With new houses sitting vacant in the desert and foreclosures soaring, it didn’t take long to figure out the reason. Home ownership rates, real estate prices, and interest rates were all falling, so fewer people were deducting mortgage interest and mortgage holders had often borrowed less or had refinanced at lower rates. The value of itemized deductions dropped 20 percent for the year—led by a decline in the tax break for mortgage interest. “I was shocked about how much I owed,” says Stephen Buckman, who had to pay the Internal Revenue Service $1,500 when he filed his 2011 taxes. In December 2010, a bank foreclosed on his Phoenix townhouse, which had plunged in value to $50,000 from the $196,000 he paid in 2006.
Like Buckman, people across the U.S. have seen their tax bills increase due to the housing bust. On federal tax returns, claims for the mortgage interest deduction dropped by 14 percent, from 2007 to 2009, IRS data show. For 2010, preliminary data indicate that use of the write-off fell by a further 7.2 percent. The decline saved the U.S. government between $13 billion and $26 billion from 2007 to 2010, estimates Andrew Hanson, an assistant professor of economics at Georgia State University who has researched the tax break. The shift “is not surprising, given what we know happened to the housing market,” Hanson says.

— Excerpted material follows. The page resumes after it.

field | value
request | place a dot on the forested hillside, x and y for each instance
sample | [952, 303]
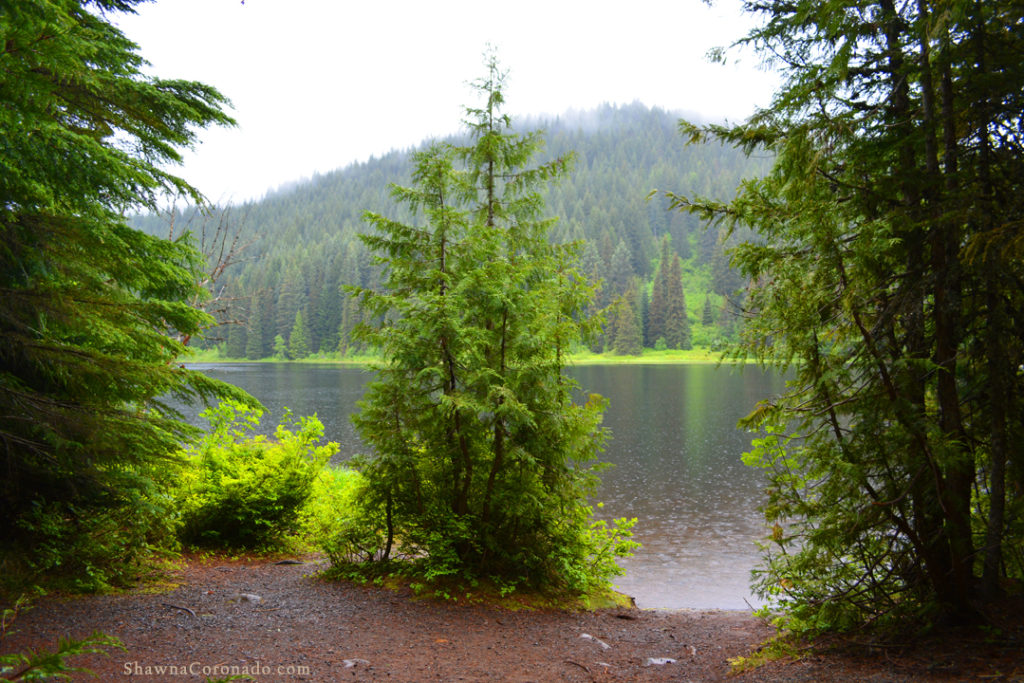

Use of the mortgage interest deduction peaked in 2007 when it showed up on 40.8 million returns. That fell to 36.5 million for 2009, according to the IRS, and the amount deducted declined from $491 billion to $421 billion for those years. Preliminary data show the number of returns on which taxpayers claimed the tax break edged up to 36.9 million in 2010, though the dollar value of the write-offs fell to $387 billion. “You’re seeing 5 million fewer returns between 2007 and 2009 claiming the deduction,” says Matthew Gardner, executive director for the Institute on Taxation and Economic Policy, a nonprofit research group. “It is a real drop.”
In Arizona, the change led to about $170 million in unanticipated revenue for fiscal 2011, a pleasant surprise after a $3 billion drop in tax revenue during the previous three years, says John Arnold, Governor Jan Brewer’s budget director. “We’re in a budget crisis, and an extra $170 million shows up,” Arnold says. “We understand that is the result of people losing their homes. If I could say it was the result of people refinancing, we’d be all smiles.”
Other states, especially where foreclosures have been high, have seen a similar trend. In California, just behind Arizona with the third-highest foreclosure rate in the U.S. last year, the number of filers taking the deduction for mortgage interest fell 9 percent while the value of the write-offs fell almost 20 percent from 2007 to 2009, according to data from the state’s Franchise Tax Board. “It’s helping the state governments,” says David Albouy, assistant professor of economics at the University of Michigan at Ann Arbor, “because they are not giving away as much as they were before in the mortgage interest deduction.”